In Luck with an Aging RMV9000 System

by | Aug 5, 2008 | Services, Consulting & Training | 0 comments

I heard a great story last week from Emerson’s Scott Ross, and member of the migration and modernization team. A process manufacturer is running a legacy RMV9000 system that has been in service for decades. The system is no longer sold as new. Service and refurbished assembly availability is performed on a best efforts basis. Repair services are still available for the latest version 5 RMV9000 components.

This process manufacturer had a situation where some of the controller and communication boards were exposed to a corrosive substance that damaged them. The plant’s engineer thought he was completely out of luck given the age of the system. He put the call in to the local Emerson Process Management support organization and was surprised when he heard back from Scott with possible solutions.

Scott indicated the main MVCU controller processor board could still be repaired / refurbished and have the most recent EPROMs added. The cards were badly corroded, so Scott was able to track down some replacement cards to send as replacements when the boards arrived at the Emerson Process Management repair facility in Pittsburgh, Pennsylvania in the U.S. Scott also provided information and possible causes of the failures seen in the error codes on the controller main processor board.

The unit that manages the data highway communication and aggregates information to and from the controllers, the CCM, was also experiencing intermittent issues. The CCM’s 540Mb hard disk drive was showing errors and these drives failure rates increase as they mature. Also, the 200Mb tape drive was faulty. Scott did not have any new drives available but did have refurbished units ready for this process manufacturer to procure.

For this manufacturer, the CCM’s were setup in a simplex mode, so the entire unit could not be sent in to Emerson to be refurbished. They did have on-site spare units that could be returned to Emerson for repair/refurbishment and testing. Once the refurbished unit is received back from the Repair Center, the unit could be inserted into service.
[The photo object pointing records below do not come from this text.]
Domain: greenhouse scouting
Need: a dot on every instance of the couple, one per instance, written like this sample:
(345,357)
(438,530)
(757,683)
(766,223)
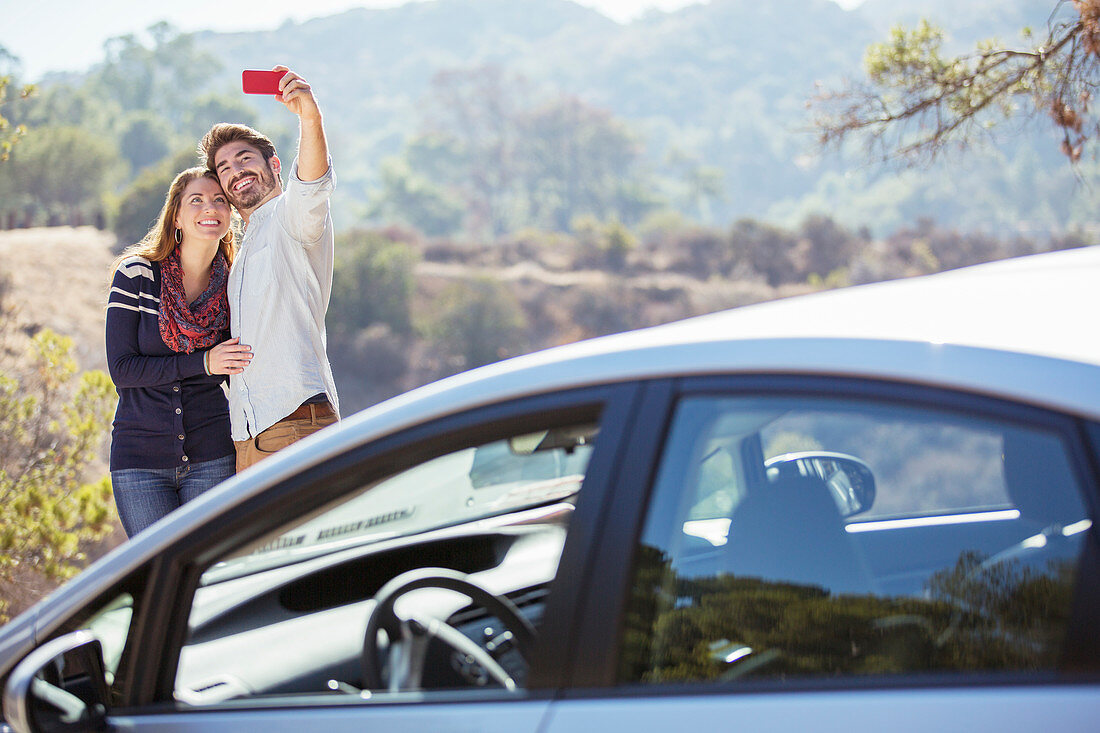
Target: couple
(178,295)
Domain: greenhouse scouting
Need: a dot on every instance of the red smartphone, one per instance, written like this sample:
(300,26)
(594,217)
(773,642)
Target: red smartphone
(256,81)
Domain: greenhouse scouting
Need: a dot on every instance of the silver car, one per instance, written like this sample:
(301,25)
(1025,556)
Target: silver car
(870,509)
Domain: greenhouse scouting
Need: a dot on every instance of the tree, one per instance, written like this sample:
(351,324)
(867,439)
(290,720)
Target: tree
(372,283)
(917,101)
(64,168)
(8,133)
(52,422)
(476,323)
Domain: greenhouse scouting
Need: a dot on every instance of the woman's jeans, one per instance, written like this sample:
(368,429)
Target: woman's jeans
(144,495)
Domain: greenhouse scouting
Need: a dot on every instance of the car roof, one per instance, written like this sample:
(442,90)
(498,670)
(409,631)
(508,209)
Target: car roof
(1008,329)
(1014,329)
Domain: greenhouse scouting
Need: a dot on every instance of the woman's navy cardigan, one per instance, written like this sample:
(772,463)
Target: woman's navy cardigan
(171,413)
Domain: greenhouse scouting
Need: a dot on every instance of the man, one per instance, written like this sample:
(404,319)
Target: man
(279,284)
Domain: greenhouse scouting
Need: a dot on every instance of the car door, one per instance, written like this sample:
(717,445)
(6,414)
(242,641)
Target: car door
(261,617)
(744,590)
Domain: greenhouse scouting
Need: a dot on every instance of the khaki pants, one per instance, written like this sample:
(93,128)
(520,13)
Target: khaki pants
(281,435)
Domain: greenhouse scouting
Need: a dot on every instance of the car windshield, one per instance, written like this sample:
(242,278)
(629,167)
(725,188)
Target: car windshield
(469,484)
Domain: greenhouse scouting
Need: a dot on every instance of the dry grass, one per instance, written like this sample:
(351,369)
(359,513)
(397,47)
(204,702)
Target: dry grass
(57,279)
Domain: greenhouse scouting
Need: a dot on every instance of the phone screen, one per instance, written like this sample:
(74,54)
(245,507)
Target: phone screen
(257,81)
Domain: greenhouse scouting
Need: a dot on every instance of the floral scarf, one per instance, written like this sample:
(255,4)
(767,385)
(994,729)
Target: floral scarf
(199,325)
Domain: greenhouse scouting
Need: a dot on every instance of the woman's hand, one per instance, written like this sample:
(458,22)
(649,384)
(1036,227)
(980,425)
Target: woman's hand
(229,357)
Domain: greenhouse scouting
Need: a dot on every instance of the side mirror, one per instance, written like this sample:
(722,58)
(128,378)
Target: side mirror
(849,479)
(62,686)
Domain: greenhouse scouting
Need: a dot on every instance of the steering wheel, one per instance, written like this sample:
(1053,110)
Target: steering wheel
(408,637)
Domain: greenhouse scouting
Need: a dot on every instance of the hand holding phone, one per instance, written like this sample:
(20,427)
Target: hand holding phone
(257,81)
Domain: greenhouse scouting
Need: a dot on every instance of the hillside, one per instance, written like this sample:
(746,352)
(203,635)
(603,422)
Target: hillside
(723,85)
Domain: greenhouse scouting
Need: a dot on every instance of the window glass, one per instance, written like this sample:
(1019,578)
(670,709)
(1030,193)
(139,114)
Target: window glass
(288,613)
(798,538)
(111,626)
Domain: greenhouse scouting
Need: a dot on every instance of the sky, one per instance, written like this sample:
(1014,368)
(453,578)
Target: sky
(67,35)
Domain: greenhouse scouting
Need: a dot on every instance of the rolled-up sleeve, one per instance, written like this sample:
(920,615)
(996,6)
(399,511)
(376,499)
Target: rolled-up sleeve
(304,210)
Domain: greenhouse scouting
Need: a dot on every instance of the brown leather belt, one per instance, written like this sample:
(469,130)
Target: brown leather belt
(315,409)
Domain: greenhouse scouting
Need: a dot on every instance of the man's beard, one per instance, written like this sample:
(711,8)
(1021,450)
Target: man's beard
(251,198)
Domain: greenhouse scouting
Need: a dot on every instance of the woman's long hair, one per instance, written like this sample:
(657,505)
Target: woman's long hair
(158,242)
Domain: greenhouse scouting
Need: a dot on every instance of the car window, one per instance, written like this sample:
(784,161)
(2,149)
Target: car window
(110,624)
(793,538)
(288,613)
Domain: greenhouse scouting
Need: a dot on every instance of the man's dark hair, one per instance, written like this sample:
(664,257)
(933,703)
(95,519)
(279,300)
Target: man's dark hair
(227,132)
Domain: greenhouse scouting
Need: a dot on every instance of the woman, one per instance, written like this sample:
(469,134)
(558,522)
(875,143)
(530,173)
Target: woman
(167,350)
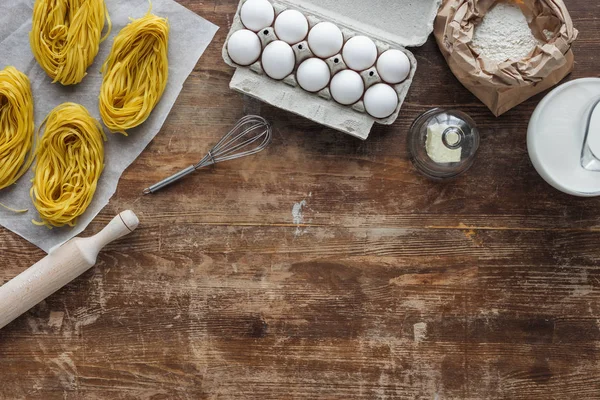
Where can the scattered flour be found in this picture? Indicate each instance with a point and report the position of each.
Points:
(297, 212)
(420, 331)
(504, 34)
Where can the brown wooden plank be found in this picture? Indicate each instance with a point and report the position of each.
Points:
(391, 286)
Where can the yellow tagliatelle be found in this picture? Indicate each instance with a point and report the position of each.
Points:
(135, 73)
(70, 160)
(16, 126)
(66, 35)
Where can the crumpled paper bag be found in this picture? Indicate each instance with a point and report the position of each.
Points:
(508, 84)
(189, 37)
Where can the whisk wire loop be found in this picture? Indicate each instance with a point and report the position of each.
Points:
(251, 135)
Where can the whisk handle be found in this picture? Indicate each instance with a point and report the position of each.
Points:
(166, 182)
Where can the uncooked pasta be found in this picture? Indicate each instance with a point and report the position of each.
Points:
(66, 35)
(16, 126)
(135, 73)
(70, 160)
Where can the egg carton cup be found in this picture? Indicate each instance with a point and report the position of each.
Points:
(390, 24)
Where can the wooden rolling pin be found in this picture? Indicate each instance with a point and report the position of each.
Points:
(58, 268)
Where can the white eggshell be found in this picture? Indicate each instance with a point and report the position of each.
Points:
(278, 60)
(393, 66)
(360, 53)
(381, 100)
(257, 14)
(325, 40)
(244, 47)
(313, 75)
(347, 87)
(291, 26)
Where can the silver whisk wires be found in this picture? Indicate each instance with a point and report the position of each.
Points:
(251, 135)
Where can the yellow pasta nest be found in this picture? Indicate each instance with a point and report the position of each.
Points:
(66, 35)
(70, 160)
(135, 73)
(16, 126)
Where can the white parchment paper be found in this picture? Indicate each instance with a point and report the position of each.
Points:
(189, 37)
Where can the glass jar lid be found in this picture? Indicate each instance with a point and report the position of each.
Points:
(443, 143)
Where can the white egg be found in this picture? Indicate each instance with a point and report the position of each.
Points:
(244, 47)
(325, 40)
(291, 26)
(381, 100)
(257, 14)
(360, 53)
(393, 66)
(278, 60)
(313, 75)
(347, 87)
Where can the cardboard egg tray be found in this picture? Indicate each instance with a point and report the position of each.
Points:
(391, 24)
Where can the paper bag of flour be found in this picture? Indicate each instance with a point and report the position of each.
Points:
(502, 86)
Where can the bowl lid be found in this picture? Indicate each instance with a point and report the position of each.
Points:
(443, 143)
(557, 136)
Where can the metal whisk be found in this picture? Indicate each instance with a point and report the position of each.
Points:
(251, 135)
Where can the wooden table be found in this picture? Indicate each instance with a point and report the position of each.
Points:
(326, 267)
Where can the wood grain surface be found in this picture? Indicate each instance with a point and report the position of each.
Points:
(381, 284)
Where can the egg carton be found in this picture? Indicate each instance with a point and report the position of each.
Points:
(389, 23)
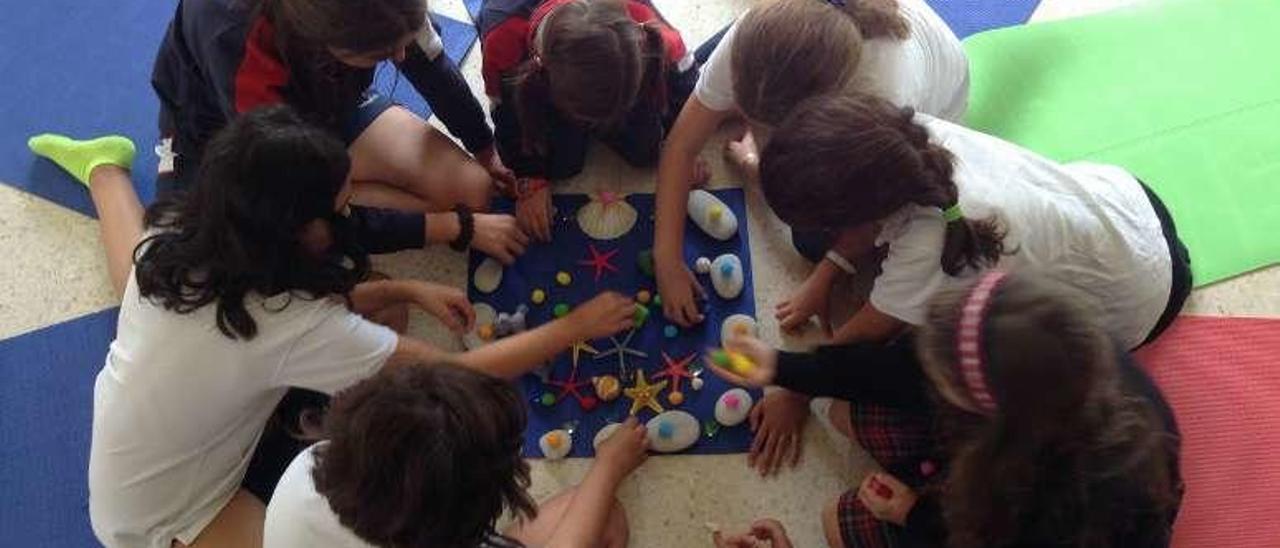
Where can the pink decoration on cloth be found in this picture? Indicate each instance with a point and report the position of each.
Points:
(969, 341)
(1220, 377)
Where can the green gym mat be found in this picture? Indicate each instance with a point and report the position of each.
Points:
(1184, 94)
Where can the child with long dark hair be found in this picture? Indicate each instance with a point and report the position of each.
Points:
(947, 202)
(222, 58)
(1013, 418)
(558, 72)
(430, 457)
(248, 286)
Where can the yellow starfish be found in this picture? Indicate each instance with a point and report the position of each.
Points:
(644, 394)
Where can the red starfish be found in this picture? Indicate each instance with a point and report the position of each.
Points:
(571, 386)
(599, 261)
(676, 370)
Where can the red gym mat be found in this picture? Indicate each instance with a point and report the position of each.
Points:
(1223, 378)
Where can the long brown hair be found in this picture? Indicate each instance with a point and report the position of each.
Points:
(846, 159)
(1066, 459)
(425, 456)
(592, 63)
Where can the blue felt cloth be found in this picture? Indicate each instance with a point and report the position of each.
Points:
(538, 268)
(969, 17)
(46, 410)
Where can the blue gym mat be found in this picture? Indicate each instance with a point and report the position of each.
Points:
(536, 270)
(46, 394)
(85, 69)
(970, 17)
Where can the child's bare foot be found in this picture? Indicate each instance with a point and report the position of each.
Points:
(744, 154)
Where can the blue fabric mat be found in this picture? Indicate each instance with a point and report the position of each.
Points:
(538, 268)
(458, 39)
(46, 396)
(969, 17)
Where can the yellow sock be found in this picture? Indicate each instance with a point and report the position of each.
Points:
(80, 158)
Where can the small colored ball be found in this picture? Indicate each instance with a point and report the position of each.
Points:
(676, 398)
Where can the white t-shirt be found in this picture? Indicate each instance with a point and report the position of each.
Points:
(1088, 225)
(179, 406)
(301, 517)
(928, 71)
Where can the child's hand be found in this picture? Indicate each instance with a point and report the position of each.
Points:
(447, 304)
(764, 357)
(498, 236)
(604, 315)
(887, 498)
(534, 213)
(625, 451)
(679, 288)
(809, 300)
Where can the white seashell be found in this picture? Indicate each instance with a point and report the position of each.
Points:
(604, 433)
(488, 275)
(607, 217)
(737, 323)
(712, 215)
(672, 432)
(727, 275)
(485, 315)
(556, 444)
(732, 406)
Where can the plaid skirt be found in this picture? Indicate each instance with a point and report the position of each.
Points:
(903, 444)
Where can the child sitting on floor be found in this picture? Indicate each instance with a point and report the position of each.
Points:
(558, 72)
(430, 457)
(1013, 419)
(251, 284)
(949, 202)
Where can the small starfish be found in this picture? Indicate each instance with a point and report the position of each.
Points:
(644, 394)
(599, 261)
(622, 350)
(676, 370)
(571, 387)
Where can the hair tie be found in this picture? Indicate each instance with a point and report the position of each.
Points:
(969, 360)
(952, 213)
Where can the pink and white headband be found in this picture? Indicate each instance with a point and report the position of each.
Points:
(969, 341)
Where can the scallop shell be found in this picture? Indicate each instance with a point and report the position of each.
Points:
(607, 217)
(727, 275)
(485, 315)
(604, 433)
(737, 323)
(672, 432)
(488, 275)
(732, 406)
(556, 444)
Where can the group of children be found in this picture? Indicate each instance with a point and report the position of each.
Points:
(988, 371)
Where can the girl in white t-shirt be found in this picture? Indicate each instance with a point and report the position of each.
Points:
(240, 291)
(949, 202)
(773, 58)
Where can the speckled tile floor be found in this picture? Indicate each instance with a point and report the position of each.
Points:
(54, 270)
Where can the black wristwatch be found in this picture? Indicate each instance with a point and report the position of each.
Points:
(466, 228)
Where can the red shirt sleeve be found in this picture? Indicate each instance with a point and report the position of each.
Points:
(503, 49)
(643, 13)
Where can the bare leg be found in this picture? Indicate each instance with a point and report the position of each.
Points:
(539, 530)
(403, 151)
(238, 525)
(119, 213)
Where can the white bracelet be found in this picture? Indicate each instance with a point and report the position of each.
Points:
(841, 263)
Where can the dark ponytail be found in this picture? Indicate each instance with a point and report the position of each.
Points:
(845, 159)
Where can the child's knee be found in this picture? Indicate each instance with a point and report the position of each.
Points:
(831, 523)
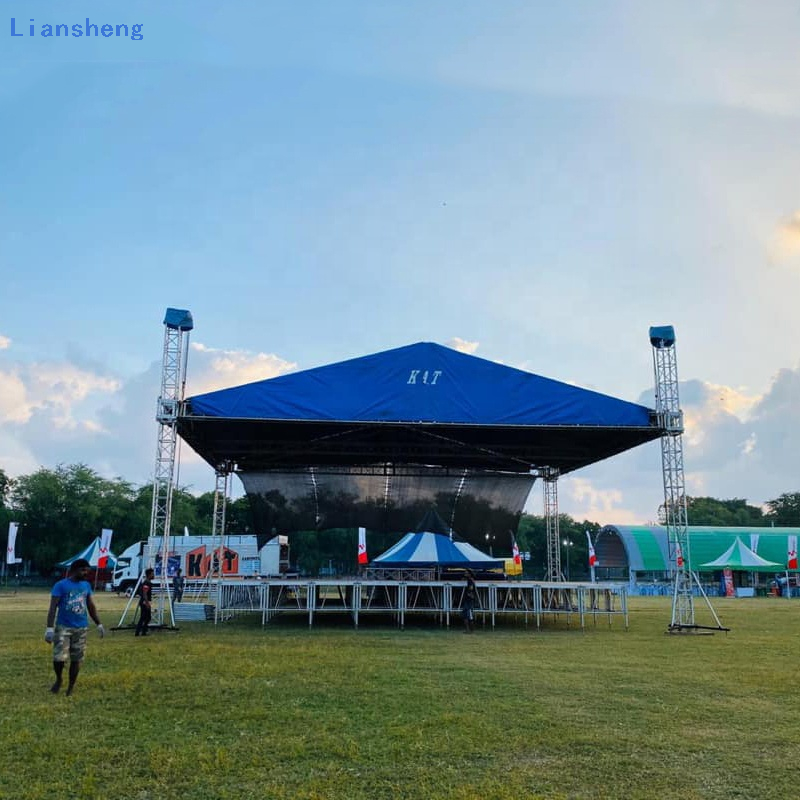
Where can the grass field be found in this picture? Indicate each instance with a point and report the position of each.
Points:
(238, 711)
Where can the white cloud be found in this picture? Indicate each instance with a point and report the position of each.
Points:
(219, 369)
(736, 445)
(59, 412)
(462, 345)
(786, 241)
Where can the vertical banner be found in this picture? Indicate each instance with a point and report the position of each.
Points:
(727, 577)
(105, 548)
(515, 551)
(362, 545)
(11, 555)
(791, 555)
(592, 555)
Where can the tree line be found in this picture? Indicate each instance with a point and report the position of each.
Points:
(61, 510)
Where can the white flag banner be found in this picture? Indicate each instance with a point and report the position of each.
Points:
(362, 546)
(11, 556)
(791, 556)
(592, 554)
(105, 548)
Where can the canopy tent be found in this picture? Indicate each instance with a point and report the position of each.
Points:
(92, 555)
(435, 550)
(645, 549)
(371, 441)
(740, 557)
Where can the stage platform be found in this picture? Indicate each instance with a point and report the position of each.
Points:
(532, 602)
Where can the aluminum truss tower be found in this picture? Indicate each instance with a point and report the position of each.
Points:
(674, 511)
(550, 489)
(177, 325)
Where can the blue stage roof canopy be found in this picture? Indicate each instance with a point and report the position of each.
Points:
(420, 404)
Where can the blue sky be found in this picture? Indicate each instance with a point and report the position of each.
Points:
(533, 183)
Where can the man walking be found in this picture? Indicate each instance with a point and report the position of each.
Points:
(145, 603)
(72, 599)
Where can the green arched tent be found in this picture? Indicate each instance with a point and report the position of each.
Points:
(644, 549)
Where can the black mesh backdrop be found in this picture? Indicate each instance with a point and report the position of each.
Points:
(474, 503)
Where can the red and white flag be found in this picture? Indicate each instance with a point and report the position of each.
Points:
(105, 548)
(515, 550)
(592, 554)
(362, 545)
(11, 556)
(791, 561)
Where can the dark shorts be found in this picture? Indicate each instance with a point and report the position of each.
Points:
(69, 644)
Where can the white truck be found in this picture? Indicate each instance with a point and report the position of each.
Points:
(238, 556)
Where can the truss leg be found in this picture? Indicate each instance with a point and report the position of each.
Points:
(673, 513)
(177, 325)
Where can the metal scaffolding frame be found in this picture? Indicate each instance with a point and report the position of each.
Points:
(175, 355)
(673, 514)
(550, 492)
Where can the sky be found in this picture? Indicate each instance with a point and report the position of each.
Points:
(531, 182)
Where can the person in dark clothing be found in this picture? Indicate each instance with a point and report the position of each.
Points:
(178, 582)
(468, 603)
(145, 603)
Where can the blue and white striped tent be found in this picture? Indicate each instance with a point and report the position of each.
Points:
(91, 554)
(424, 549)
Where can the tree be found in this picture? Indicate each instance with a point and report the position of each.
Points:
(723, 513)
(5, 487)
(784, 510)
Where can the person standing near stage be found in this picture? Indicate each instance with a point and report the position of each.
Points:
(468, 602)
(71, 605)
(178, 582)
(145, 603)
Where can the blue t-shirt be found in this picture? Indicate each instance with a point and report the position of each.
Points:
(72, 596)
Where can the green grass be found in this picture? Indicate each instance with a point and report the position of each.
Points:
(238, 711)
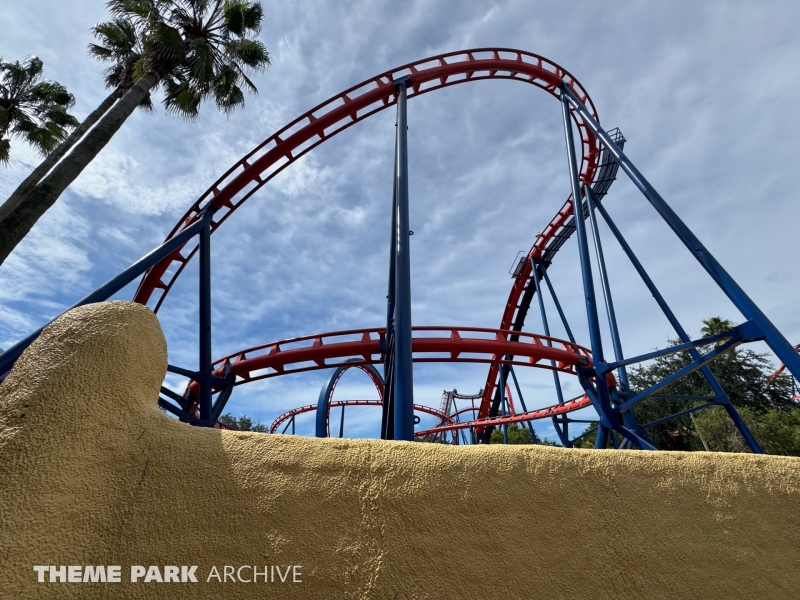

Scott made the suggestion that once the sent unit was refurbished that they should consider running the CCMs in a redundant mode to help with overall system availability.

In this case, the result is that this engineer has a path to get through these short-term issues, but realizes the case must be made for an overall modernization effort. I’ve highlighted in a prior post, Estimating Process Automation Benefits, an approach you might take for this justification effort.

This effort definitely beats the alternative of being completely out of luck.